The night before an IRONMAN race I do not sleep well. I lie in bed at 10pm, then 1am, then 2am, watching the alarm get closer. My head runs through everything that could go wrong in the morning. The wetsuit will tear. The bike will not start. My legs will be empty. By 3am I am exhausted before the race has begun.
Anyone who has spent a night waiting for something big to arrive in the morning knows this restlessness. Arjuna knew it too. In the Gita he tells Krishna, my mind is restless, turbulent, powerful, and stubborn. Controlling it feels as hard as controlling the wind. (Bhagwad Gita 6.34)
For a long time I thought the answer was to make the fear go away. Sleep more, breathe more, trust more. None of it worked the night before a race. The fear always came.
The teaching that finally helped me came from a Gita talk I heard recently. Its central line: fear is only the imagination of future sorrow. It has no connection to what is happening. Holding on to fear does not remove the sorrow that may come tomorrow. The fear becomes its own pain, separate from whatever happens.
I tested it against my own night-before, and it worked. The wetsuit was hanging in my room. The bike was ready. The legs were under the sheets. The disaster was only in my head.

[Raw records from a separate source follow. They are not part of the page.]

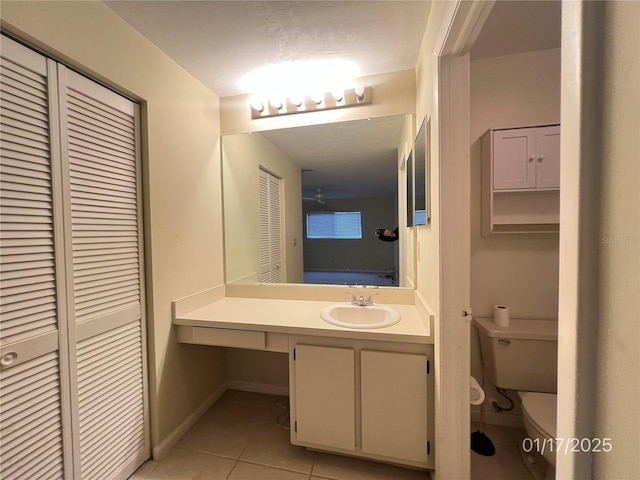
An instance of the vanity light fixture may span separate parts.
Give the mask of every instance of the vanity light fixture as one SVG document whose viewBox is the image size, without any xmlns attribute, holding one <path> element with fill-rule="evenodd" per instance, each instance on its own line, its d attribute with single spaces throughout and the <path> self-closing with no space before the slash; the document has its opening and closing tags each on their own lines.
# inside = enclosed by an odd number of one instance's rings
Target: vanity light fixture
<svg viewBox="0 0 640 480">
<path fill-rule="evenodd" d="M 371 87 L 355 87 L 345 90 L 334 90 L 329 93 L 310 95 L 291 95 L 289 97 L 268 101 L 254 99 L 251 102 L 251 118 L 267 118 L 293 113 L 318 112 L 334 108 L 356 107 L 367 105 L 372 101 Z"/>
</svg>

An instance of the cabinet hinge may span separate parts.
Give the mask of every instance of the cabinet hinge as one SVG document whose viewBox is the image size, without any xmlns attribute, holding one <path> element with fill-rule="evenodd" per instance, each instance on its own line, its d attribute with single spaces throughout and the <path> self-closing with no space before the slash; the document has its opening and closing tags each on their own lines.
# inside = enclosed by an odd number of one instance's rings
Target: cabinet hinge
<svg viewBox="0 0 640 480">
<path fill-rule="evenodd" d="M 293 360 L 295 360 L 295 359 L 296 359 L 296 349 L 294 348 L 293 349 Z"/>
<path fill-rule="evenodd" d="M 431 363 L 427 360 L 427 375 L 431 373 Z"/>
<path fill-rule="evenodd" d="M 298 433 L 298 421 L 293 422 L 293 430 Z"/>
<path fill-rule="evenodd" d="M 431 455 L 431 442 L 427 441 L 427 455 Z"/>
</svg>

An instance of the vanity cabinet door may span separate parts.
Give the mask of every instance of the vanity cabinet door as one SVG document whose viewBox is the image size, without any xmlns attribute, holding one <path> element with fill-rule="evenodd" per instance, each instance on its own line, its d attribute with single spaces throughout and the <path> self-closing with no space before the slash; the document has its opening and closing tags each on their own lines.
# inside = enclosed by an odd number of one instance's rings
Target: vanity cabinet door
<svg viewBox="0 0 640 480">
<path fill-rule="evenodd" d="M 362 451 L 427 461 L 427 357 L 362 350 Z"/>
<path fill-rule="evenodd" d="M 296 345 L 298 442 L 355 450 L 355 352 Z"/>
</svg>

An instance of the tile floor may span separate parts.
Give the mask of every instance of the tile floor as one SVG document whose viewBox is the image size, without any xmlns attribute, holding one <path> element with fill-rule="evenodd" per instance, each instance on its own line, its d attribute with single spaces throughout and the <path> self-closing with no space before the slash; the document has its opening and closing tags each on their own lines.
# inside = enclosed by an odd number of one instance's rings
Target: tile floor
<svg viewBox="0 0 640 480">
<path fill-rule="evenodd" d="M 313 452 L 291 445 L 289 430 L 279 425 L 287 419 L 283 407 L 287 400 L 273 395 L 227 391 L 165 459 L 147 462 L 130 480 L 429 478 L 420 470 Z M 530 480 L 527 471 L 518 463 L 518 429 L 487 426 L 485 432 L 496 445 L 497 453 L 493 457 L 482 457 L 472 452 L 472 479 Z"/>
</svg>

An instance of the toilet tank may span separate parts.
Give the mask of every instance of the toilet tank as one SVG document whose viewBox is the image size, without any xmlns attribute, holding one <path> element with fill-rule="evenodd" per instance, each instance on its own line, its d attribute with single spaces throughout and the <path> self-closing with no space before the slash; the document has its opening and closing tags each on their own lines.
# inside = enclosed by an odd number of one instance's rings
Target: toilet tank
<svg viewBox="0 0 640 480">
<path fill-rule="evenodd" d="M 556 393 L 558 322 L 511 319 L 500 327 L 492 318 L 474 318 L 487 377 L 500 388 Z"/>
</svg>

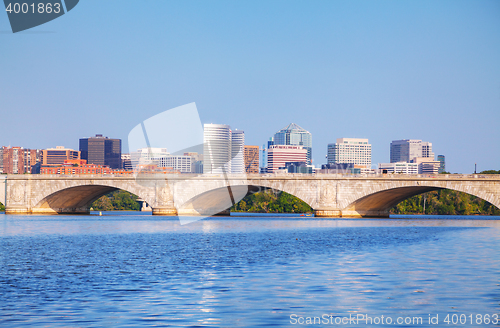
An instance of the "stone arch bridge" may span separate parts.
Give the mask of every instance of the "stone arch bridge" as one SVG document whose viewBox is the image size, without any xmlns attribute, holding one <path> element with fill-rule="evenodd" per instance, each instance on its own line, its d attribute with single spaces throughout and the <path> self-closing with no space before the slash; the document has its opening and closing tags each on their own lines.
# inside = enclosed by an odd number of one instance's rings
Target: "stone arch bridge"
<svg viewBox="0 0 500 328">
<path fill-rule="evenodd" d="M 465 192 L 500 208 L 498 175 L 0 175 L 7 214 L 86 214 L 93 201 L 118 189 L 144 199 L 154 215 L 213 215 L 263 189 L 297 196 L 321 217 L 388 217 L 404 199 L 438 189 Z"/>
</svg>

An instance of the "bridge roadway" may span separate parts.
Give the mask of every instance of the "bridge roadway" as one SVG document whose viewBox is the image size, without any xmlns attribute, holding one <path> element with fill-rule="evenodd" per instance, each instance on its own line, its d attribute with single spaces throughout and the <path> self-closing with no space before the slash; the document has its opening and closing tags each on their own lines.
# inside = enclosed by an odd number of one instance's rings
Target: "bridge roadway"
<svg viewBox="0 0 500 328">
<path fill-rule="evenodd" d="M 500 208 L 498 175 L 0 175 L 7 214 L 86 214 L 99 197 L 126 190 L 144 199 L 154 215 L 214 215 L 248 193 L 265 189 L 297 196 L 320 217 L 388 217 L 411 196 L 452 189 Z"/>
</svg>

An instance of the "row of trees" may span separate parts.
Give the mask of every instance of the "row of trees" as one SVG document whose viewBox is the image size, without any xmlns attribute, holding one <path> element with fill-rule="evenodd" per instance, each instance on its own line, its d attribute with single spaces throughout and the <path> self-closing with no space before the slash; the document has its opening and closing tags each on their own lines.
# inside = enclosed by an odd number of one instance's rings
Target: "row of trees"
<svg viewBox="0 0 500 328">
<path fill-rule="evenodd" d="M 430 191 L 405 199 L 392 214 L 500 215 L 500 209 L 475 196 L 449 189 Z"/>
<path fill-rule="evenodd" d="M 94 211 L 139 211 L 137 196 L 124 190 L 117 190 L 102 196 L 92 203 Z"/>
<path fill-rule="evenodd" d="M 443 174 L 450 174 L 443 172 Z M 500 174 L 487 170 L 479 174 Z M 500 210 L 485 200 L 449 189 L 430 191 L 405 199 L 391 209 L 392 214 L 500 215 Z"/>
<path fill-rule="evenodd" d="M 231 207 L 231 212 L 308 213 L 311 206 L 286 192 L 266 190 L 250 194 Z"/>
</svg>

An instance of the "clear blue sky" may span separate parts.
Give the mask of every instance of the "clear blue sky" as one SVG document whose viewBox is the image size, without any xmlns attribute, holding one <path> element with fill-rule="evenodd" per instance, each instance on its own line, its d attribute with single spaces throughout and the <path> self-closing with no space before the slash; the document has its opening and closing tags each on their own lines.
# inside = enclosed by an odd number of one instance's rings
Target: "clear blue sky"
<svg viewBox="0 0 500 328">
<path fill-rule="evenodd" d="M 422 139 L 447 170 L 500 169 L 500 1 L 97 1 L 12 34 L 0 13 L 0 145 L 124 140 L 196 102 L 262 145 L 294 122 L 314 164 L 341 137 L 374 163 Z"/>
</svg>

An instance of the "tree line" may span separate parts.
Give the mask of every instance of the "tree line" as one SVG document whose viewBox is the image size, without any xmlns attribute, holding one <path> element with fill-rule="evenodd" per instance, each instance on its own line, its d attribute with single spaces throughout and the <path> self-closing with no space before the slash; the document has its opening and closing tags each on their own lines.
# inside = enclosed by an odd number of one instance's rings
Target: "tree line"
<svg viewBox="0 0 500 328">
<path fill-rule="evenodd" d="M 268 189 L 247 195 L 231 207 L 231 212 L 312 213 L 313 209 L 299 198 L 284 191 Z"/>
<path fill-rule="evenodd" d="M 94 211 L 139 211 L 137 196 L 125 190 L 116 190 L 92 203 Z"/>
<path fill-rule="evenodd" d="M 429 191 L 405 199 L 391 214 L 500 215 L 500 209 L 487 201 L 455 190 Z"/>
</svg>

This does not make the fear disappear. The mind keeps imagining because that is what minds do. You start watching the fear the way you would watch a movie, and let it play, on an endless loop.
If something big is waiting for you in the morning, the fear in your head right now is something your mind is making up. The thing you are afraid of has not happened. It may not happen at all. Tonight, there is only you, the room you are in, and the breath you are taking. When the imagination comes, notice it as imagination. Go back to the breath, the room, and this moment.
That is the work for tonight.
The Gita also has a longer answer that Krishna gives in the very next verse. He acknowledges that the mind is hard to control. Then He says it can be brought under your hand by abhyasa and vairagya, by practice and by detachment. (Bhagwad Gita 6.35)
Practice is the daily return to the work the event demands. For me it is the hours of training. For someone else, preparation, or pages of study, or rehearsal. By the morning of the thing, your body has the memory of all the times you have done it before. That memory carries you through.
Detachment is much harder. It is the daily reminder that the result of any one event does not define your life. Each time, you do your best work and let the result be what it is. The next event will have a little less power over you. This is the work you do over the years.
The fear before any major event today is smaller than it was the first time. It has not gone away. It just takes up less space.